Sorted Array

Sorted arrays, that is arrays arranged in chronological, numerical, alphabetical, or some other order, yield more utility than randomly ordered arrays. For instance, search operations drop from $O(n)$ to $(\log_2{n}$). The trick here is using the binary search algorithm (outlined in pseudo code below) which only works with sorted data. This is likely one of the most ubiquitous algorithms in the world as it is useful for both computing as well as everyday tasks. In addition to more performant searching, each of the operations below are constant ($O(1)$) time1 with sorted arrays and at least linear time ($\Theta(n)$) with randomly ordered arrays.

  • Min: Find the minimum value in the array
  • Max: Find the maximum value in an array
  • Predecessor: Find the item ordered directly before an arbitrary item. For example, in the array [9,12,10,4] the predecessor of 10 is 9.
  • Successor: Find the item ordered directly after an arbitrary item. For example, in the array [9,12,10,4] the successor of 10 is 12.
  • Rank: Find the ordered position of any specific item in the array. For instance, in the array [9,12,10,4] the rank of 10 is 3.

History

The afforded utility of pre-sorted data has long been known. In fact, sorting was a primary motivation for industry pioneers. The lineage of modern computing machines is directly traceable to the eponymous Hollerith tabulation machines used to sort data held on punch cards for the 1890 census. The first routine ever written for a stored-program computer (EDVAC) was a sorting routine.2

Sorting to enable searching isn’t sequestered to the computing field. Examples of the binary search algorithm date back as far as 200 BCE with the Inakibit-Anu tablet from Babylon3. The distinction of first published reference to binary search in a computing context goes to John Mauchly from his 1946 paper entitled Theory and Techniques for the Design of Electronic Digital Computers4.

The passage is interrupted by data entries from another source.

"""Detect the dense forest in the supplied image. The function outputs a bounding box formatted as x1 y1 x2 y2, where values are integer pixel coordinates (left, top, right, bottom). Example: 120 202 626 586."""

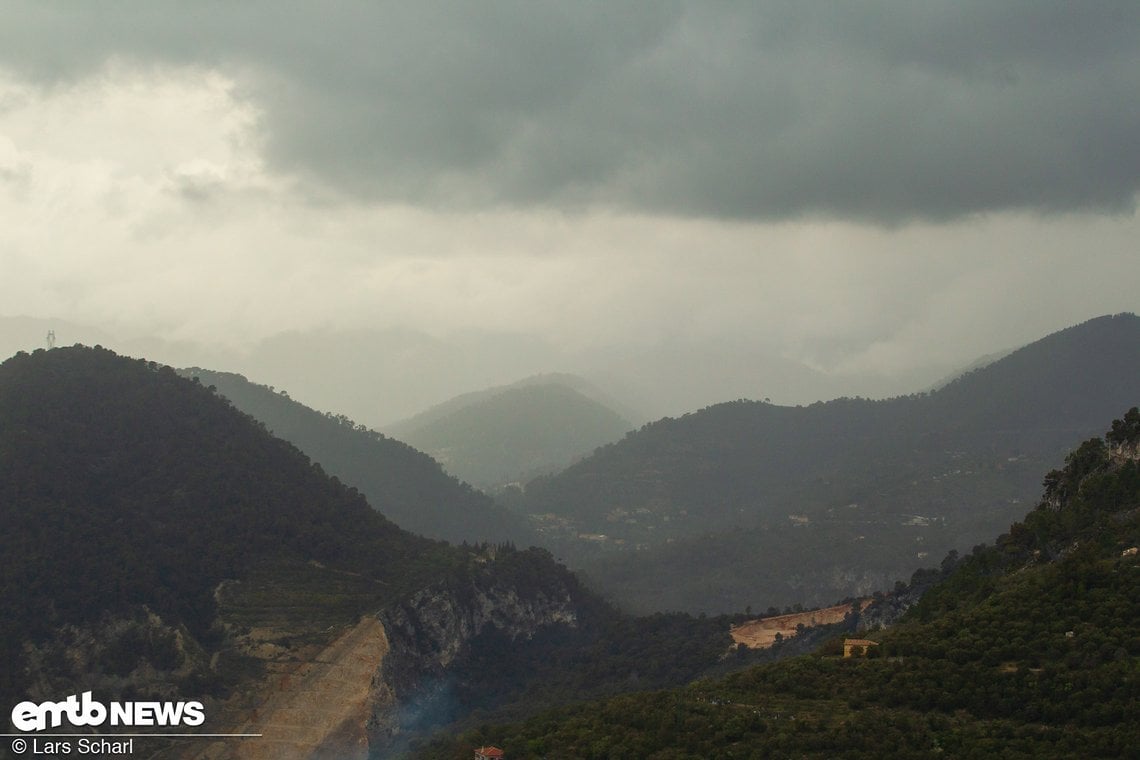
0 346 793 747
0 348 465 715
391 375 634 490
415 408 1140 759
514 314 1140 613
180 367 535 546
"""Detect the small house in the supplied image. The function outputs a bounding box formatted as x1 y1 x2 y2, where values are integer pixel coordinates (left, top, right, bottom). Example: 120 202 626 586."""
844 638 879 657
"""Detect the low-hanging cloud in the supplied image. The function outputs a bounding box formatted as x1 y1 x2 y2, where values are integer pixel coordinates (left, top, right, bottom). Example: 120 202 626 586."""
0 0 1140 224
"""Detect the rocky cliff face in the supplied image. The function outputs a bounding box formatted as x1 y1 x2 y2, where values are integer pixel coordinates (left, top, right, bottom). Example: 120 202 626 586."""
368 553 580 757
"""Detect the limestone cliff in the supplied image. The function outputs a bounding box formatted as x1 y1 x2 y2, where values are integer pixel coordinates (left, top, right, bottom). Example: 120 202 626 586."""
368 553 580 753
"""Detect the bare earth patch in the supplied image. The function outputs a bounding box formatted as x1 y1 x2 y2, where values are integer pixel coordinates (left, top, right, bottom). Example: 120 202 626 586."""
728 598 872 649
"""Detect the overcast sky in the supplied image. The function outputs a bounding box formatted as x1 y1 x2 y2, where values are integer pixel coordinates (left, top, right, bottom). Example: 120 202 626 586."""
0 0 1140 417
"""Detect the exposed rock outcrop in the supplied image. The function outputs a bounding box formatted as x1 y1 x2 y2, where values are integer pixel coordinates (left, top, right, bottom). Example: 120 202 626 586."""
368 556 579 757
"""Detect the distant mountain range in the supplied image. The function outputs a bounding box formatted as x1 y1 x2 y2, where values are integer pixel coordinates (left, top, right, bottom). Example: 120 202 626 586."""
0 346 788 760
389 375 634 489
0 348 642 758
179 367 536 546
523 314 1140 612
413 410 1140 760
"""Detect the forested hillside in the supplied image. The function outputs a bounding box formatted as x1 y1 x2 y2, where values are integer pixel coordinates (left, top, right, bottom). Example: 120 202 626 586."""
416 408 1140 759
180 367 535 546
522 314 1140 612
392 375 633 489
0 346 779 757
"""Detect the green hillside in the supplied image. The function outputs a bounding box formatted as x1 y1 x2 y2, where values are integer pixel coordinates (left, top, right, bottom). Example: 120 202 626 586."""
392 376 633 489
415 408 1140 759
523 314 1140 612
180 367 535 546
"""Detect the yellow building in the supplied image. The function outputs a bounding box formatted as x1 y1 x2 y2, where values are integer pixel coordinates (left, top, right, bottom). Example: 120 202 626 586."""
844 638 879 657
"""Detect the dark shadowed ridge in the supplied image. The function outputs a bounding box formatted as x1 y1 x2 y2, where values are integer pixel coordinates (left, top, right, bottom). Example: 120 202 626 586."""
393 375 633 488
0 346 465 704
413 407 1140 760
526 314 1140 612
180 367 535 546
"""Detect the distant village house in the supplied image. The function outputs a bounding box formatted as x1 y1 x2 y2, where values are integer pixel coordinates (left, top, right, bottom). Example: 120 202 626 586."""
844 638 879 657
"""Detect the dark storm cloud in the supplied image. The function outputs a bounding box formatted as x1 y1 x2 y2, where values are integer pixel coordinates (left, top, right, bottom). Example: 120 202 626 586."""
0 0 1140 223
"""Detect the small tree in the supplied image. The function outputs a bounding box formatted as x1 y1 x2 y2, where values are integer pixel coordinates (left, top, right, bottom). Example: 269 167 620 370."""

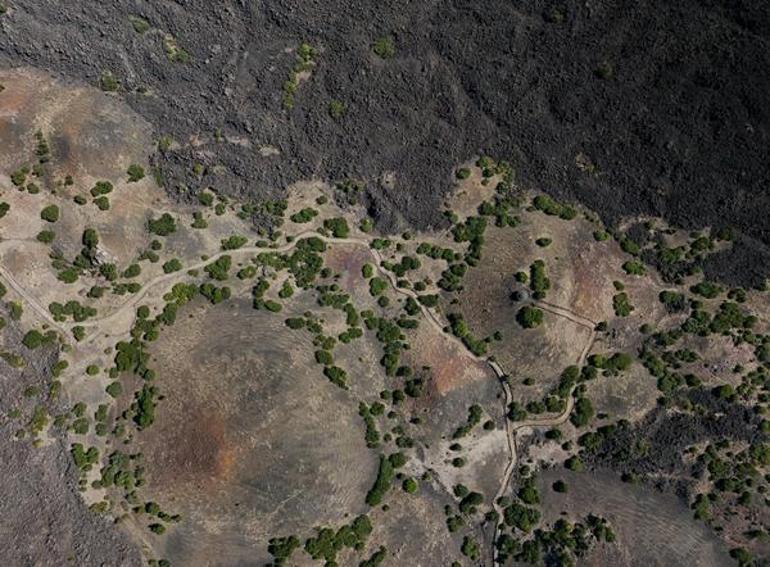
40 205 59 222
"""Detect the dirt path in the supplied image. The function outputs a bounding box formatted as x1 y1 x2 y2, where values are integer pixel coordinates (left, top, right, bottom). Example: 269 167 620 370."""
0 230 596 559
488 326 596 562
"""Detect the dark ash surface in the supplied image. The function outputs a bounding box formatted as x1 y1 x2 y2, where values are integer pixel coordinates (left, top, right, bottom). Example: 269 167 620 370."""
0 0 770 283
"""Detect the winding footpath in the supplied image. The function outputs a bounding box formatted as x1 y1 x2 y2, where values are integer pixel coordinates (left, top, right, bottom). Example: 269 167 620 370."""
0 230 596 561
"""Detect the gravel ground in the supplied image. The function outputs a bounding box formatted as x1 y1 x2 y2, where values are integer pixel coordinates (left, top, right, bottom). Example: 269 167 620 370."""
0 0 770 284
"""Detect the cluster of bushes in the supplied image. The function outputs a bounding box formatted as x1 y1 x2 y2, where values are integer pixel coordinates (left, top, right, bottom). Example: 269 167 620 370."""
283 43 317 110
147 213 176 236
48 299 96 323
529 260 551 299
452 216 487 266
289 207 318 224
305 514 373 565
324 217 350 238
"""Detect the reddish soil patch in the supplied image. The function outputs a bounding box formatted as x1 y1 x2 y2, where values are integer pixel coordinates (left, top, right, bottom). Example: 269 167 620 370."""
406 324 492 396
146 407 236 492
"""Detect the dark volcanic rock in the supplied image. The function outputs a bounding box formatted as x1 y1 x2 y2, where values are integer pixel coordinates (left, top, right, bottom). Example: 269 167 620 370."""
0 0 770 283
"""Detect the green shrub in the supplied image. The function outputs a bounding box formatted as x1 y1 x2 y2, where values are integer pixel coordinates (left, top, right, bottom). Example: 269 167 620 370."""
99 70 120 93
36 230 56 244
147 213 176 236
366 455 396 506
94 196 110 211
516 305 543 329
324 217 350 238
612 293 634 317
163 258 182 274
40 205 59 222
126 163 144 183
372 35 396 59
222 234 248 250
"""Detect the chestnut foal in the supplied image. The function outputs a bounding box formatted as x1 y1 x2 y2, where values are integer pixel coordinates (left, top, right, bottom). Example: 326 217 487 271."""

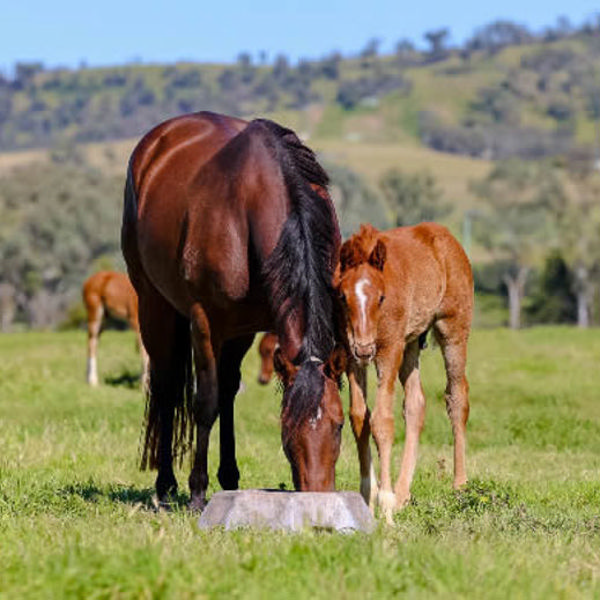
336 223 473 522
81 271 148 386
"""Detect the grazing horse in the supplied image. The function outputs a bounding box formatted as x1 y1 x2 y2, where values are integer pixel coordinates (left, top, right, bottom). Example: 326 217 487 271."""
336 223 473 521
121 112 345 509
81 271 147 386
258 332 279 385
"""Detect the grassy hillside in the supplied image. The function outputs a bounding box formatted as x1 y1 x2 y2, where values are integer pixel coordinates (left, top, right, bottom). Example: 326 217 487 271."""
0 28 600 155
0 328 600 598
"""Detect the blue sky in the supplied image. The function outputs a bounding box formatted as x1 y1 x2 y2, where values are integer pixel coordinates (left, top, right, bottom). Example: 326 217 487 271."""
0 0 599 71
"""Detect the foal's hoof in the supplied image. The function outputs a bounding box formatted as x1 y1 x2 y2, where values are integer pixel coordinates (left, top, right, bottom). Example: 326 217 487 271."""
377 490 396 525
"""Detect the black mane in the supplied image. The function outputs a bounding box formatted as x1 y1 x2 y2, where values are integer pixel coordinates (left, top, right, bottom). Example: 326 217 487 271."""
250 119 339 423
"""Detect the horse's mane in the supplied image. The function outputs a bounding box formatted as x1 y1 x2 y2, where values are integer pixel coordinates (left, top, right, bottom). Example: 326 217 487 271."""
340 223 379 273
248 119 339 423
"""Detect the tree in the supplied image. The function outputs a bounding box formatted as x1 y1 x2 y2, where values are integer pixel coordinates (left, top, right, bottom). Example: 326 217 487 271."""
0 151 123 327
322 159 390 237
466 19 533 54
472 160 566 329
423 28 450 60
558 170 600 328
380 169 450 227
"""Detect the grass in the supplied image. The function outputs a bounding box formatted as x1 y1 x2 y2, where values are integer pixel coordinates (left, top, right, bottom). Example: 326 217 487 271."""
0 327 600 598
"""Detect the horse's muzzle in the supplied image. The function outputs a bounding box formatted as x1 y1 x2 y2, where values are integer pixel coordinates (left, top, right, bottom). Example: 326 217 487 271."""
353 343 377 362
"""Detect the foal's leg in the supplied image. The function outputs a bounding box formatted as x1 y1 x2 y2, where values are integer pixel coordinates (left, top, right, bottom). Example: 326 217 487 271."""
434 319 469 489
86 298 104 386
217 335 254 490
394 340 425 508
348 361 377 512
189 304 219 510
371 343 404 523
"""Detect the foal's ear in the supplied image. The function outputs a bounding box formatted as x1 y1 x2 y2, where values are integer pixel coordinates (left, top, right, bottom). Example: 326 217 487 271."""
369 240 387 271
325 345 348 380
340 238 367 273
273 346 298 387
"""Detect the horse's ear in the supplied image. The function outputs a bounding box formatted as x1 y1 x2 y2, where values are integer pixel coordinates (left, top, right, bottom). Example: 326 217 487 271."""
340 238 367 273
369 240 387 271
325 345 348 380
273 346 298 387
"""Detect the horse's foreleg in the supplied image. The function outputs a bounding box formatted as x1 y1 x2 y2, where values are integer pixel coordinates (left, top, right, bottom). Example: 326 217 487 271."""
434 321 469 488
394 341 425 508
189 304 219 510
371 346 404 523
87 304 104 386
217 335 254 490
348 361 378 512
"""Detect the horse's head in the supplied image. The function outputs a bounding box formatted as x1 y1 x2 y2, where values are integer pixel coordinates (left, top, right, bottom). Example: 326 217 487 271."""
258 333 277 385
336 238 386 362
274 348 346 492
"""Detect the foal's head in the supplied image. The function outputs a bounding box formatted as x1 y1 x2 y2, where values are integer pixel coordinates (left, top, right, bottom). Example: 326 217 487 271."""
337 230 386 362
274 348 346 492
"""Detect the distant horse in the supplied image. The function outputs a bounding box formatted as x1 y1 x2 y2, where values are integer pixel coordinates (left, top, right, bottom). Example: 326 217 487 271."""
336 223 473 521
121 112 345 509
81 271 147 386
258 332 278 385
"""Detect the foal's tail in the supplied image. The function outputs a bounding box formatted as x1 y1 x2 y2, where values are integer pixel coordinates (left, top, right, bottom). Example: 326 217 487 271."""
140 316 194 470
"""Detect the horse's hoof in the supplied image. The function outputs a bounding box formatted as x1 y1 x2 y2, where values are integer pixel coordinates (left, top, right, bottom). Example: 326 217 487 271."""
396 492 412 510
217 467 240 490
188 497 208 513
377 490 396 525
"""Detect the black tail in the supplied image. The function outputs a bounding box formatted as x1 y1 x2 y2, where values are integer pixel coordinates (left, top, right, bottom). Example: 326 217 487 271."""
253 119 340 362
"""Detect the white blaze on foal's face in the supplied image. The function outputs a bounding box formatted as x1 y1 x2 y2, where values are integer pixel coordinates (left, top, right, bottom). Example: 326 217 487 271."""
354 277 370 327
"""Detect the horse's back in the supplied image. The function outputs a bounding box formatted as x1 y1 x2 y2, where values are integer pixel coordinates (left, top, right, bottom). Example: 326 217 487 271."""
82 271 137 319
131 111 247 195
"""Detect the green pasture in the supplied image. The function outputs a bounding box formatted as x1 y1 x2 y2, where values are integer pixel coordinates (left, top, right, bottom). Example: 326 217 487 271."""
0 327 600 599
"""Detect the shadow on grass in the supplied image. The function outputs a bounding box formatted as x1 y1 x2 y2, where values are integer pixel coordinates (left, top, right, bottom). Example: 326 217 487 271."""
104 369 142 389
60 481 189 511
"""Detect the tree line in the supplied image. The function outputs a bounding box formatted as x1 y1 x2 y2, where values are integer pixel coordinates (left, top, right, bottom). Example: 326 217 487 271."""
0 17 600 159
0 145 600 330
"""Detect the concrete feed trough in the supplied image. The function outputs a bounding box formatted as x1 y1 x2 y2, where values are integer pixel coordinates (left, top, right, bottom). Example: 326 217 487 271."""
198 490 375 533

Of course, sorting is not free; the cost must be amortized across all uses of the data structure. Sorting algorithms are one of the most scrutinized areas of computer science and they are the topic of another section. For the purposes at hand, accept that the cost of sorting is $O(n \log_2{n})$5. As an example, suppose you needed to find the minimum value in an array. This is an $\Theta(n)$ operation on an unsorted array which is lower than the $O(n \log_2{n})$ cost of sorting. Conversely, consider a scenario where you must identify the predecessor of each array item. The time cost without sorting is $\Theta(n^2)$, that is one predecessor operation for every item in the array. Pre sorting results in a single $O(n \log_2{n})$ sort operation and $n$ constant time predecessor operations which yields a total of $O(n \log_2{n} + n)$. Sorting is a superior approach in this instance.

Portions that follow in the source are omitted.